Mustafa Akyol’un Al Monitör’de yayınlanan, “Erdoğan Belarus’u niçin takdir etti?” başlıklı yazısı şöyle:

Türkiye Cumhurbaşkanı Recep Tayyip Erdoğan’ın sık sık ziyaret ettiği Batı başkentlerinde yükselen ve demokratikleşen Türkiye’nin lideri olarak övgüyle karşılandığı günler artık mazide kaldı.

Öyle ki, Cumhurbaşkanı’nın geçen yılki dış seyahatler listesinde NATO ve Birleşmiş Milletler zirveleri hariç tek bir Batılı ülke bile yer almıyordu. Aksine listede Katar, Türkmenistan, Suudi Arabistan, Şili, Peru, Uganda, Azerbaycan, Gine, Nijerya, Gana, Fildişi Sahili, Senegal, Ekvator, Kenya ve Somali gibi ülkeler vardı. Temmuzdaki darbe girişiminin ardından bu listeye beş ülke daha eklendi ve tabii ki onlar da Batı ülkeleri değildi: Rusya, Çin, Pakistan, Özbekistan ve Belarus.
 
Acaba sırf bu seyahat haritası bile Türkiye’nin iki asırdır sürdürdüğü “Batı eksenli” dış politikasının artık değiştiği anlamına geliyor olabilir mi?
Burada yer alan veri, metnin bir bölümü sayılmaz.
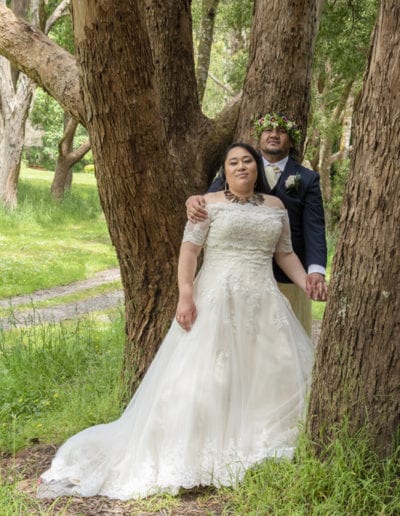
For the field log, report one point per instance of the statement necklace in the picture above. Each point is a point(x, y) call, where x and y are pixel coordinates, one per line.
point(256, 199)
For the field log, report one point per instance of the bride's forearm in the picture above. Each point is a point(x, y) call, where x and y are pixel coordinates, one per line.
point(187, 265)
point(293, 268)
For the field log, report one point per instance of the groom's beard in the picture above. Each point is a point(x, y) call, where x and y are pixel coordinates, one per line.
point(276, 152)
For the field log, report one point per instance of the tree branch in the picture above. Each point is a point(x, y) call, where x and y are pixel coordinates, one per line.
point(45, 62)
point(60, 11)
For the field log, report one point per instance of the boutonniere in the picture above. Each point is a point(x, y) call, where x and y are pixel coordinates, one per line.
point(293, 182)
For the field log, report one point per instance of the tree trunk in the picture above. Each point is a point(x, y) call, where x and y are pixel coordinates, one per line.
point(327, 139)
point(16, 92)
point(209, 11)
point(279, 70)
point(49, 65)
point(152, 146)
point(143, 176)
point(14, 112)
point(67, 157)
point(357, 371)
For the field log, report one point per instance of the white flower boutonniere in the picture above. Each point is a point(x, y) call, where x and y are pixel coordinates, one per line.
point(293, 182)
Belki. Ama daha kesin bir yanıt için, açık sözlülüğüyle her zaman gurur duyan Erdoğan’ın bu konudaki net ifadelerine kulak vermek daha doğru olacaktır. Örneğin, 11 Kasım’da gerçekleştirdiği resmi Belarus ziyaretinin ardından verdiği mesajlara.
 
Öncelikle, Belarus’un eski bir Sovyet ülkesi olduğunu ve tümüyle Avrupa kıtasında yer almasına rağmen kıtanın demokrat addedilmeyen tek ülkesi olduğunu hatırlatalım. Belarus elbette kendisini “demokratik” bir ülke olarak tanımlıyor ancak bu, Batı’daki liberal demokrasi anlayışından oldukça farklı bir demokrasi. Belarus’u “Sovyetlerin hiyerarşik yönetim modelinin bir başkan liderliğinde uygulandığı” bir ülke olarak tanımlayan uzmanlar ülkede “kayda değer herhangi bir sivil toplum kuruluşu, medya, siyasi parti, sendika ya da toplumsal kuruluş” olmadığına, olanların da “devletin ideolojik aygıtı” olarak faaliyet gösterdiğine işaret ediyor.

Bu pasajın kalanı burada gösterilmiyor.